No el único, ni necesariamente el mejor. Sólo el más triste, el más trágico; el más bello. Un Apolo con alma de Dionisos que desde el principio tuvo claro lo que el público quería de él. Su muerte. Quizá porque sentía que sería lo único que podía ofrecerles. El Rey Lagarto capaz de cualquier cosa, el chamán que inducía al trance y curaba a la tribu con sus visiones, no pudo escapar al dolor a pesar de toda la farmacopea y el bourbon trasegado.

El mártir por excelencia del rock, despreciaba la música que hizo de él una estrella. Eurípides dijo que los dioses para castigarnos nos conceden el éxito. Poco o nada interesaban sus letras inspiradas en Blake y pobladas de imágenes visionarias arrancadas al ácido. Demasiado herméticas para las jovencitas, demasiado apolíticas para la progresía que protestaba contra la guerra y a la que Unknow Soldier no le bastaba para hacer de él un abanderado de su causa. Sólo querían al bello adonis cantando Hello I Love You, y al que Jim fue escondiendo bajo una barba poblada. Destruyendo con minuciosa dedicación y exquisita entrega trago tras trago hasta que sólo quedó el poeta de voz rota y alma quemada cantando: I’m a changeling/ see me change.

Nunca se quiso ser una estrella, pero sólo se alejó del epicentro de la fama para morir en paz. La muerte quiere intimidad, hay que recibirla con la casa vacía y los visillos corridos, sin demasiada luz, sólo algunas velas. Después de todo, no es tan espantosa. Después de todo, sólo en la vida hay dolor.

«La muerte te va a ocurrir una sola vez; no me la quiero perder.»

Y no lo hizo. La cita tuvo lugar un 3 de julio de 1971, a los 27 años.
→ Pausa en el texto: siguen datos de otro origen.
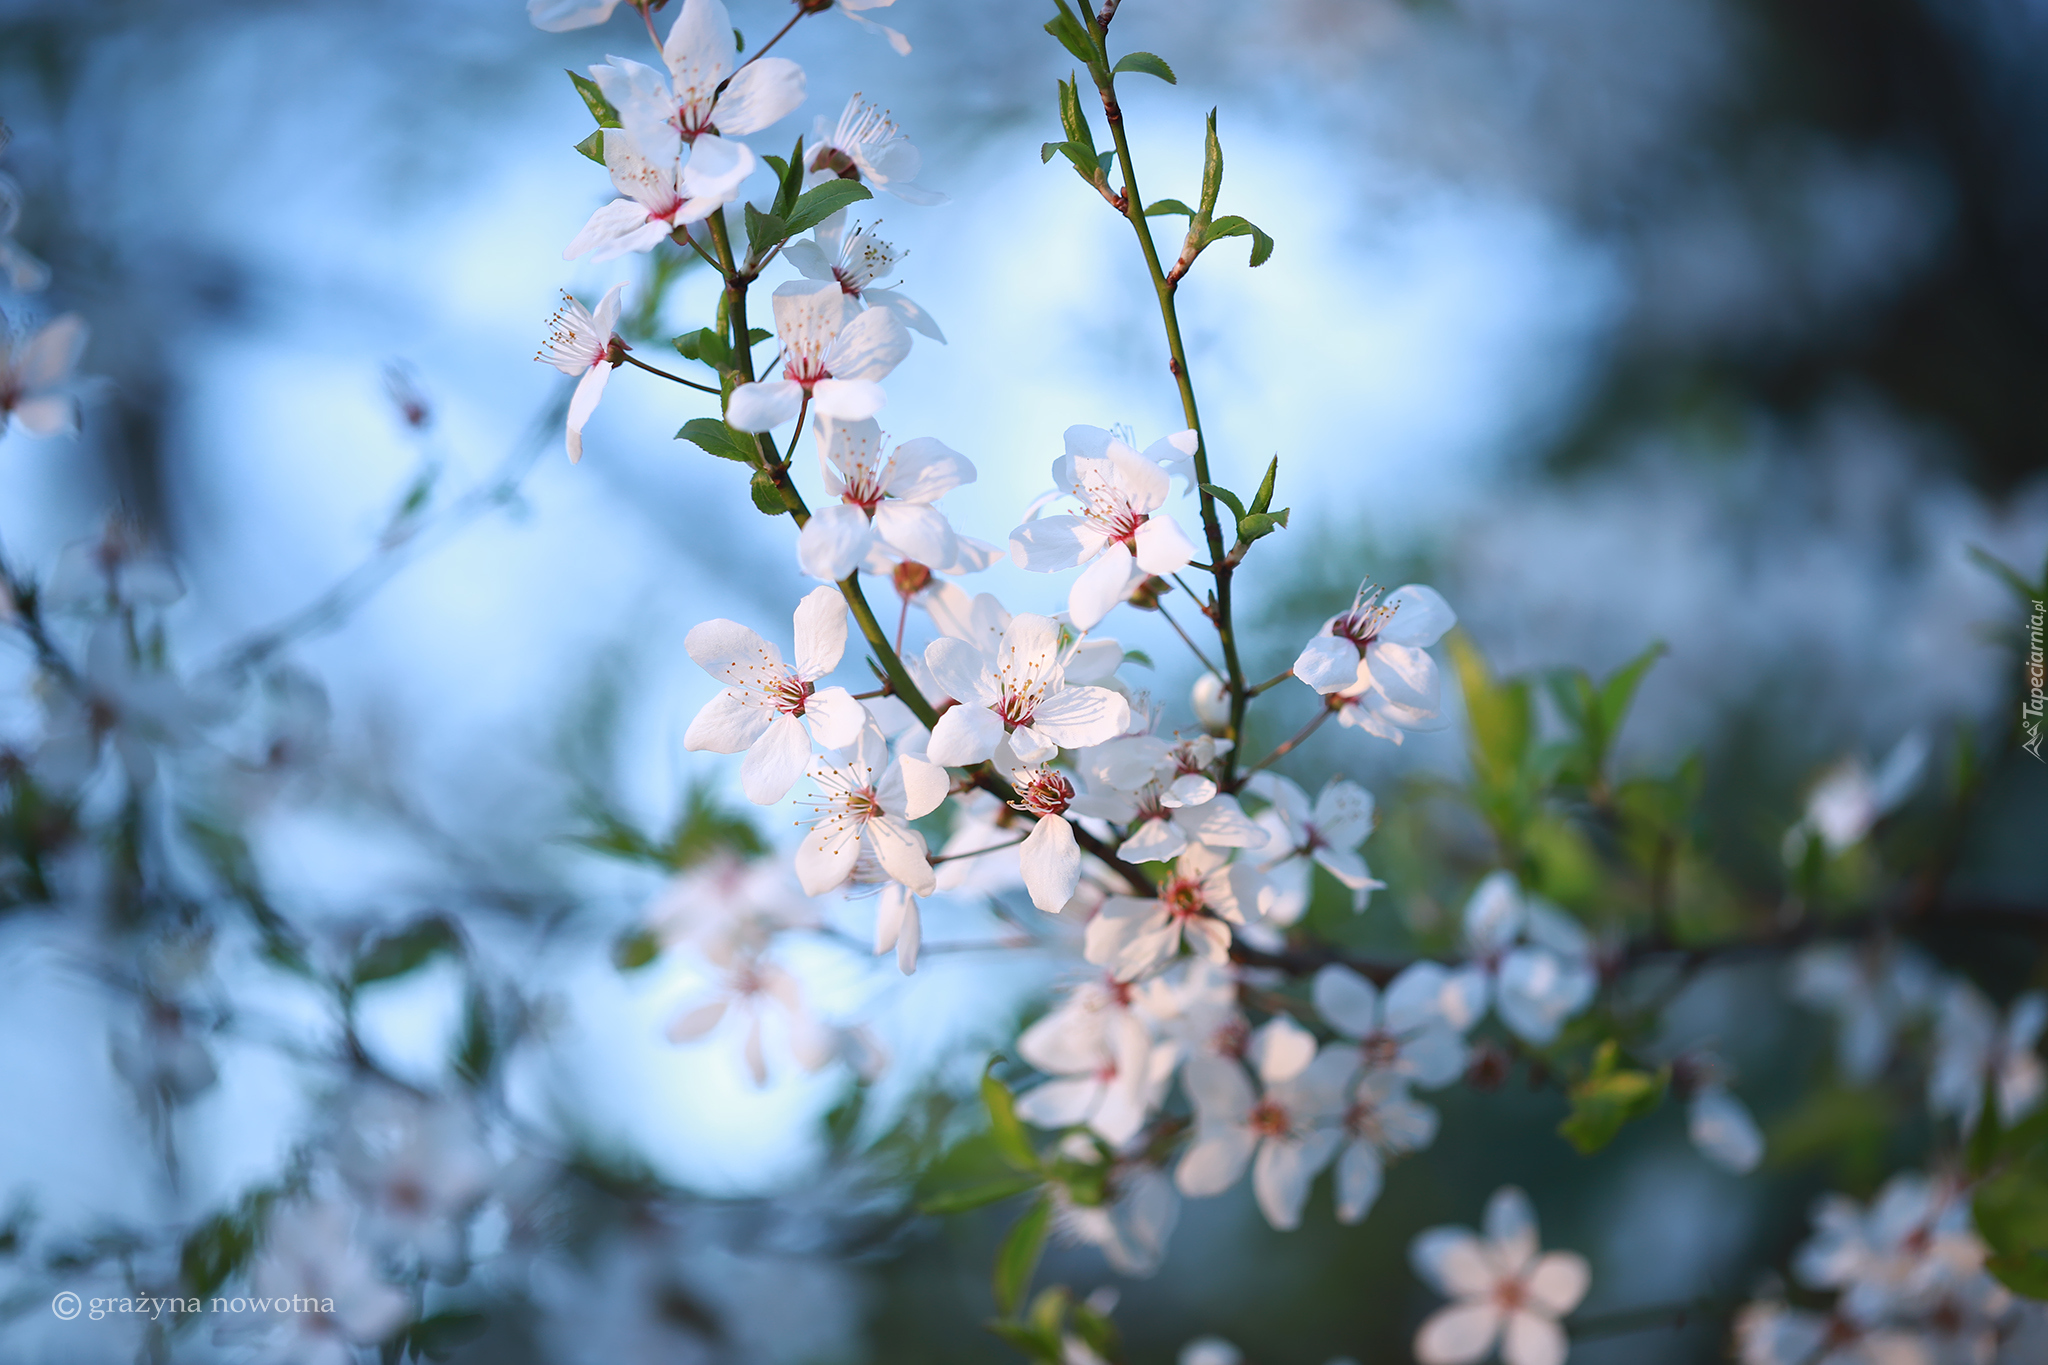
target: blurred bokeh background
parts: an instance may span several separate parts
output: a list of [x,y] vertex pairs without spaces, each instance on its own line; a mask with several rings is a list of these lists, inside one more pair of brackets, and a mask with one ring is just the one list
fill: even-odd
[[[784,8],[733,15],[758,38]],[[754,141],[779,150],[860,91],[922,149],[951,202],[864,207],[950,343],[918,343],[886,417],[974,461],[949,507],[1000,542],[1063,428],[1150,440],[1177,403],[1127,229],[1040,164],[1071,66],[1045,16],[899,0],[886,17],[909,57],[831,16],[800,25],[781,50],[809,101]],[[1939,768],[1958,733],[2004,733],[2019,612],[1970,550],[2032,574],[2048,549],[2048,6],[1126,0],[1117,29],[1180,75],[1127,97],[1148,196],[1191,193],[1220,107],[1224,204],[1278,242],[1256,270],[1218,248],[1181,292],[1212,458],[1249,486],[1278,454],[1294,509],[1241,579],[1256,676],[1367,575],[1436,584],[1499,670],[1598,674],[1662,640],[1622,761],[1701,755],[1702,839],[1760,893],[1827,765],[1918,730]],[[940,950],[905,981],[859,949],[871,911],[831,907],[845,936],[796,966],[890,1058],[854,1114],[851,1065],[781,1065],[757,1089],[732,1048],[667,1043],[692,968],[614,961],[664,874],[578,842],[667,829],[691,790],[738,800],[729,765],[682,752],[712,692],[682,638],[718,615],[775,637],[804,587],[788,526],[672,439],[709,408],[622,373],[572,467],[560,376],[532,362],[562,288],[626,281],[629,313],[649,288],[644,258],[561,259],[609,197],[571,150],[589,115],[562,68],[644,41],[630,9],[549,35],[510,0],[0,2],[0,171],[22,192],[15,240],[52,276],[10,319],[82,314],[94,377],[76,441],[0,442],[0,543],[42,574],[118,509],[184,579],[165,615],[181,668],[252,640],[289,663],[267,676],[303,683],[317,762],[193,799],[233,813],[250,875],[315,939],[459,926],[467,965],[364,988],[357,1041],[379,1069],[453,1084],[487,964],[516,1122],[481,1141],[474,1239],[518,1254],[479,1250],[448,1291],[490,1314],[458,1358],[998,1358],[978,1324],[1000,1217],[920,1219],[896,1186],[913,1139],[1042,1008],[1051,960],[975,951],[1001,921],[941,903]],[[642,318],[649,350],[702,325],[712,293],[684,270]],[[1050,610],[1062,585],[1000,565],[976,586]],[[1179,705],[1196,670],[1164,625],[1120,633]],[[33,660],[0,666],[0,721],[25,742]],[[1276,710],[1266,742],[1306,692]],[[1342,769],[1387,802],[1463,753],[1456,728],[1399,749],[1347,731],[1293,771]],[[1959,875],[2041,904],[2048,783],[1991,762]],[[749,814],[786,841],[785,816]],[[1367,854],[1409,873],[1383,873],[1371,911],[1390,940],[1469,886],[1386,846],[1411,837],[1470,856],[1469,832],[1382,829]],[[70,1246],[111,1283],[130,1253],[105,1239],[233,1207],[366,1102],[309,1060],[332,1021],[260,944],[197,904],[110,927],[90,883],[0,911],[14,1289],[44,1283],[32,1251]],[[2028,942],[1937,946],[2012,987],[2038,970]],[[1456,1092],[1442,1141],[1361,1228],[1319,1194],[1304,1231],[1275,1234],[1240,1190],[1184,1210],[1152,1279],[1088,1250],[1051,1273],[1120,1284],[1143,1361],[1202,1332],[1273,1365],[1405,1359],[1430,1304],[1409,1237],[1475,1221],[1512,1180],[1550,1244],[1591,1258],[1590,1307],[1742,1295],[1814,1191],[1926,1140],[1890,1130],[1860,1174],[1800,1145],[1828,1121],[1799,1108],[1827,1038],[1781,1003],[1779,971],[1710,974],[1671,1022],[1743,1078],[1773,1132],[1760,1177],[1703,1164],[1674,1114],[1582,1162],[1554,1095]],[[149,1001],[169,978],[187,1003],[166,1024]],[[157,1057],[139,1086],[149,1047],[200,1049],[204,1083],[167,1089]],[[45,1301],[0,1321],[0,1358],[142,1349],[132,1322],[56,1322]],[[1709,1321],[1573,1358],[1705,1361],[1724,1341]]]

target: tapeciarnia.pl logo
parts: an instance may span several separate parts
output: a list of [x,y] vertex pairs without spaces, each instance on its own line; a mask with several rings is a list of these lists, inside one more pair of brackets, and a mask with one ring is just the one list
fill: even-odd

Como Brian, Jimmi, Janis, Kurt y Amy.

Jim, como los que le antecedieron y los que vendrían más tarde, ofició una celebración de la muerte en el altar de los dioses perdidos a la que todos fuimos invitados.

Jim Morrison

La crónica de Jim Morrison cifra el devenir de su nación desde una inocencia impostada, procurada por la recién alumbrada «sociedad del bienestar», hacia el desencanto de los setenta, cuando quedó claro que la expansión de la conciencia sólo revelaba el vacío al que pone cerco. Y al final del sueño, siempre aparece un monstruo.
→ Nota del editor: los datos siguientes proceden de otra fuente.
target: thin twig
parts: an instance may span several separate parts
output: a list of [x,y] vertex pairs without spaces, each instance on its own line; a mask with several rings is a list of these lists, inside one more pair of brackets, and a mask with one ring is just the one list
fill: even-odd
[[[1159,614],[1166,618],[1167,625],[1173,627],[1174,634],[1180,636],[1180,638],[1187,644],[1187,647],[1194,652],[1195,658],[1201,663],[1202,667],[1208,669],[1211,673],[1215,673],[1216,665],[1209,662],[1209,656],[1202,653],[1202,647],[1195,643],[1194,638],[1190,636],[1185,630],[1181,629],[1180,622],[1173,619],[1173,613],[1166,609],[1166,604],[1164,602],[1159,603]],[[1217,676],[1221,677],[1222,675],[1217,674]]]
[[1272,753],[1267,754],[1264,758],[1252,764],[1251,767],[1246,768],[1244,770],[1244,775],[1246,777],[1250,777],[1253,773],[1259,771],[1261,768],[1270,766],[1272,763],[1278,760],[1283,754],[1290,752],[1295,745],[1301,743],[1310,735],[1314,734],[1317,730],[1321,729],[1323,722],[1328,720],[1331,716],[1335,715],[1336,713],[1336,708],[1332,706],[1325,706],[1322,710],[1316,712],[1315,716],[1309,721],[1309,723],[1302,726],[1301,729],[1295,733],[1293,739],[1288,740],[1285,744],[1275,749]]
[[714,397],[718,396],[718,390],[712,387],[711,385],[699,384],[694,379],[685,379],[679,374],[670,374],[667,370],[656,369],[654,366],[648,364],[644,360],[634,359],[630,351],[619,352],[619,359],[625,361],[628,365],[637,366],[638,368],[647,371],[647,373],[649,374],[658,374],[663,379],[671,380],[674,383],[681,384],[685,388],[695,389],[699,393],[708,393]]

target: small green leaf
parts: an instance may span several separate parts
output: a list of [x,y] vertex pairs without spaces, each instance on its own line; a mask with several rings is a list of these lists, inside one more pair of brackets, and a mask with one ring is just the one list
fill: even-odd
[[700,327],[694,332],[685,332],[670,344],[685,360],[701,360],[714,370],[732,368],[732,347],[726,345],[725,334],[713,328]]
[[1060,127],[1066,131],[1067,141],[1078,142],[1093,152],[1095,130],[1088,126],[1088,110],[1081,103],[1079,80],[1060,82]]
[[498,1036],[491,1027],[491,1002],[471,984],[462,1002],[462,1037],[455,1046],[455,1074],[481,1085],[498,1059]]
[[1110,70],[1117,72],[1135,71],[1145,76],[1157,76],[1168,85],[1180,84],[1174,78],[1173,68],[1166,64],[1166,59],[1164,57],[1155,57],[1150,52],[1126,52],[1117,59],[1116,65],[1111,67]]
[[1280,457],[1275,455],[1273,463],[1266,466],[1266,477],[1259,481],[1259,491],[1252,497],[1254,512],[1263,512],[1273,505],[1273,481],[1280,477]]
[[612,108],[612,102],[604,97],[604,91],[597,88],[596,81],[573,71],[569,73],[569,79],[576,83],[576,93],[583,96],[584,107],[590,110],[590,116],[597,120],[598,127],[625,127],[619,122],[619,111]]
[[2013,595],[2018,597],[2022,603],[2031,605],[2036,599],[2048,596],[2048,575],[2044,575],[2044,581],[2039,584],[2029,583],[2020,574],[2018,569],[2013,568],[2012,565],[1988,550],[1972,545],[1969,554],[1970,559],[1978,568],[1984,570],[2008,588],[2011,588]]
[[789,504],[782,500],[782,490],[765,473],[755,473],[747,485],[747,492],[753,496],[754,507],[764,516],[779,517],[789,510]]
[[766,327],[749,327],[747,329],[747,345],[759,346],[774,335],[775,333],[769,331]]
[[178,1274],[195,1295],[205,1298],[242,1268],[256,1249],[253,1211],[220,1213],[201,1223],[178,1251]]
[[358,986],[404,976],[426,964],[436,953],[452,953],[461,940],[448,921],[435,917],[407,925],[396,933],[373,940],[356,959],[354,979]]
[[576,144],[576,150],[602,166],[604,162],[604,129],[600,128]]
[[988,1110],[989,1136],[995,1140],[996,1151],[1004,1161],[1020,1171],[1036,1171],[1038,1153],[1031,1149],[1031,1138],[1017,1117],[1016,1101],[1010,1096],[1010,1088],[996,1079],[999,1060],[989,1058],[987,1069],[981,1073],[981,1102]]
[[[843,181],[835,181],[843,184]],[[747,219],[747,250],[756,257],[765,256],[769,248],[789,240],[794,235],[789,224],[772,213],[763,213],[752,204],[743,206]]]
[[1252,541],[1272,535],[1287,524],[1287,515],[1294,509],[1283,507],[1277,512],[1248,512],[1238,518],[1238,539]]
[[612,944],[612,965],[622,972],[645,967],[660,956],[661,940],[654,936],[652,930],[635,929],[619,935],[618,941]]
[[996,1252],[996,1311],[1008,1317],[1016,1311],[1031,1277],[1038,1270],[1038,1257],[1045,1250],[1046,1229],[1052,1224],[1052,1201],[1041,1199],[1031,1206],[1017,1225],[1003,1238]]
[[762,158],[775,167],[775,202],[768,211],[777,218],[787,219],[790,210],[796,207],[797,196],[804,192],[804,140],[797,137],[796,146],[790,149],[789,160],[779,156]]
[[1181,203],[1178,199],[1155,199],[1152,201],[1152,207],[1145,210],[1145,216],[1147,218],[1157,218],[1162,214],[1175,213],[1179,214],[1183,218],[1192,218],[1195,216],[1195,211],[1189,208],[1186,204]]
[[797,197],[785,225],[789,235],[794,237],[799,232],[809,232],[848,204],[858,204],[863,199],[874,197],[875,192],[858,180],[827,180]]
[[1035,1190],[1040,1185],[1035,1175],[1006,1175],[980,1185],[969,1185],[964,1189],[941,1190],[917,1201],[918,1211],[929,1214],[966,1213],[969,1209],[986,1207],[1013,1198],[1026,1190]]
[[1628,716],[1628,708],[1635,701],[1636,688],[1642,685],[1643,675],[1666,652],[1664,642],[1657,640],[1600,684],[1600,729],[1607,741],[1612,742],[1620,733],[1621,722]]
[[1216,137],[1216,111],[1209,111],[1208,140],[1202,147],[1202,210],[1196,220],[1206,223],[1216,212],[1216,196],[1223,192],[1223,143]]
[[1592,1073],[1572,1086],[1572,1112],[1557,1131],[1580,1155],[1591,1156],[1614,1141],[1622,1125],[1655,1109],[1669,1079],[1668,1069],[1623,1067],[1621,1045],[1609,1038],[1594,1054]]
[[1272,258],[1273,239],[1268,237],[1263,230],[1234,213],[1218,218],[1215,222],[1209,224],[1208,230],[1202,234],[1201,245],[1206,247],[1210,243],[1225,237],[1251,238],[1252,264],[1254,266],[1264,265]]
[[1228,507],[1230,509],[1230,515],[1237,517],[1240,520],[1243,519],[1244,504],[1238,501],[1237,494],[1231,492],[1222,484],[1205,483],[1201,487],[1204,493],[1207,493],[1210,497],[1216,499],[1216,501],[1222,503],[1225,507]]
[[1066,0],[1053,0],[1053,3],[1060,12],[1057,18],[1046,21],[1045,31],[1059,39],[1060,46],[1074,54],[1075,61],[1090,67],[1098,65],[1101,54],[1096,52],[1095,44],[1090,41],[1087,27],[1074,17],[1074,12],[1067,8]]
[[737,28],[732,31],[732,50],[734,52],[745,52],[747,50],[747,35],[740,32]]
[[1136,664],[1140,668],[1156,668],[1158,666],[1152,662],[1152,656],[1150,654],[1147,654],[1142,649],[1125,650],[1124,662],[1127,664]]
Oliver Stone se adentra en la cultura popular para completar provisionalmente su fresco histórico, luego del lúcido análisis de las injerencias de los Estados Unidos en la política latinoamericana con Salvador (1985), abordar sendos episodios de la guerra de Vietnam en Platoon (1986), y la espléndida Nacido el cuatro de Julio (Born on the Fourth of July, 1989), o caracterizar la casuística del capitalismo financiero en la muy necesaria y actual Wall Street (1987).
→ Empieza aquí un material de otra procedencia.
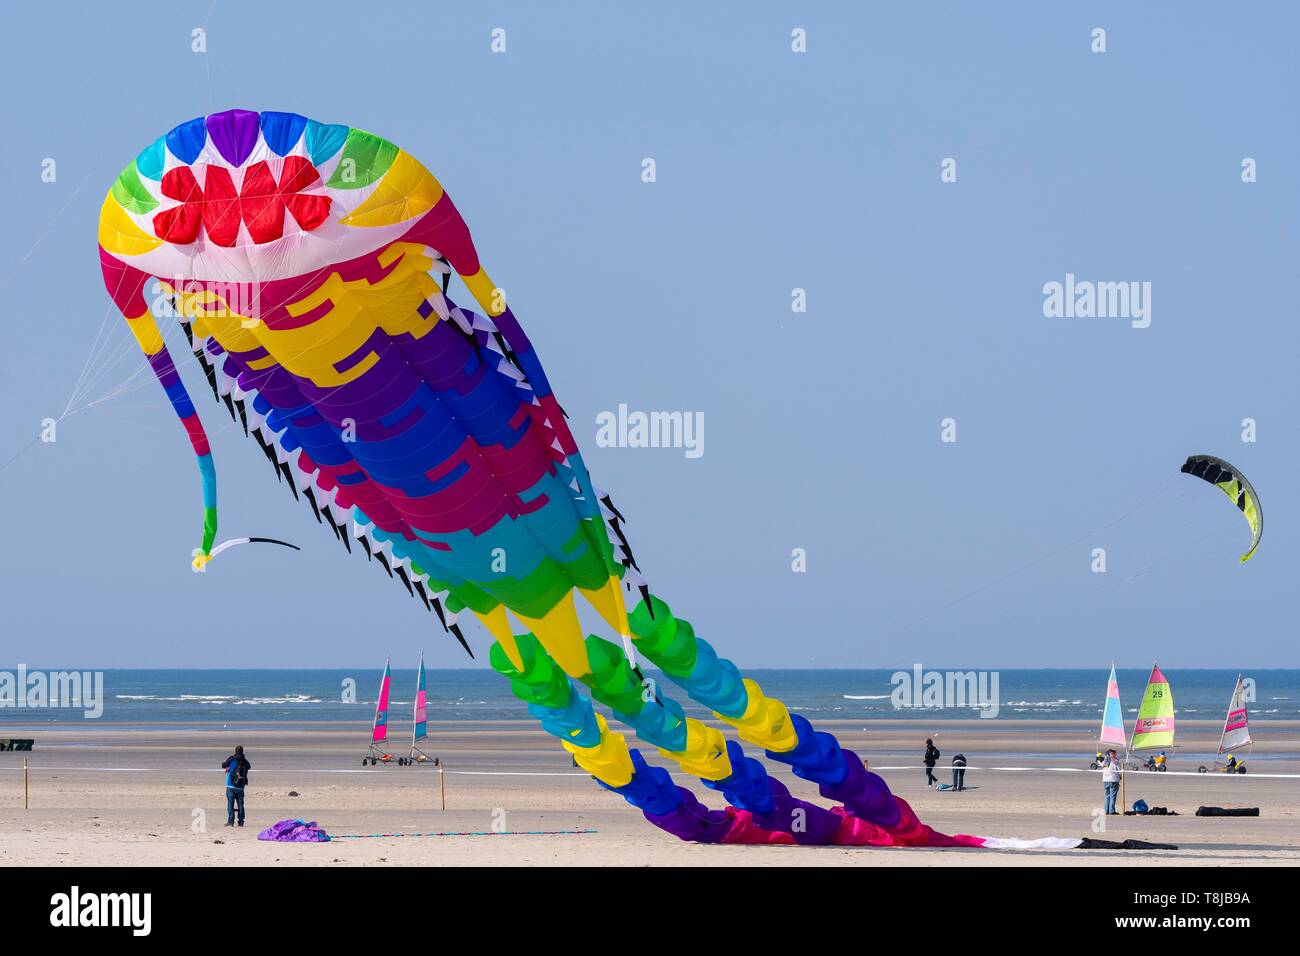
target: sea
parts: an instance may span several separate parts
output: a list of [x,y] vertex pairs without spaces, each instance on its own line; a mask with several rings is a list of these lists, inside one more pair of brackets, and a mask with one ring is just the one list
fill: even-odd
[[[927,668],[927,671],[929,669]],[[10,671],[9,673],[13,673]],[[5,725],[43,723],[133,723],[172,727],[217,723],[274,726],[313,721],[365,721],[375,712],[382,668],[336,670],[106,670],[102,713],[88,721],[84,708],[15,706],[0,692],[0,736]],[[686,705],[687,713],[705,711],[686,701],[674,685],[648,670],[665,693]],[[792,711],[821,720],[969,719],[979,716],[979,701],[964,706],[895,706],[892,670],[753,670],[765,692],[781,698]],[[903,672],[911,678],[911,672]],[[942,671],[940,673],[943,673]],[[967,671],[961,671],[967,673]],[[1165,670],[1177,715],[1190,720],[1222,720],[1236,684],[1237,671]],[[1100,720],[1107,670],[997,671],[997,717],[1000,720]],[[1137,714],[1149,670],[1118,672],[1126,720]],[[1261,670],[1254,680],[1252,721],[1300,719],[1300,670]],[[389,707],[393,721],[410,719],[416,671],[393,671]],[[490,670],[429,670],[430,721],[528,720],[525,704],[510,685]],[[986,685],[992,687],[991,684]],[[0,684],[0,691],[3,685]],[[909,704],[920,703],[910,695]],[[25,703],[25,702],[24,702]]]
Stone, siempre preocupado por adecuar la enunciación al contenido, reelabora a Richard Lester con el impagable concurso de Robert Richardson, que no ahorra en filtros ni osadas disposiciones lumínicas, para dispensar una variedad de texturas y atmósferas que configuran la peculiar estética alucinada y teatral de la cinta. Una puesta en escena litúrgica, sacramental y fúnebre, presenta la crónica de el poeta maldito del rock, sus excesos y frustraciones, sin gloria ni condena. Stone rehúye las fórmulas fáciles del biopic y la focalización externa al personaje. Adoptando la mirada de Morrison, el discurso necesariamente se fragmenta, la cronología se vuelve difusa, y los demás miembros de la banda reducen su presencia a apariciones eventuales. Pero la música, lejos de ser un trasfondo, una contingencia del relato, se apodera de historia, llegando a incluir las interpretaciones completas de algunos temas, como The End.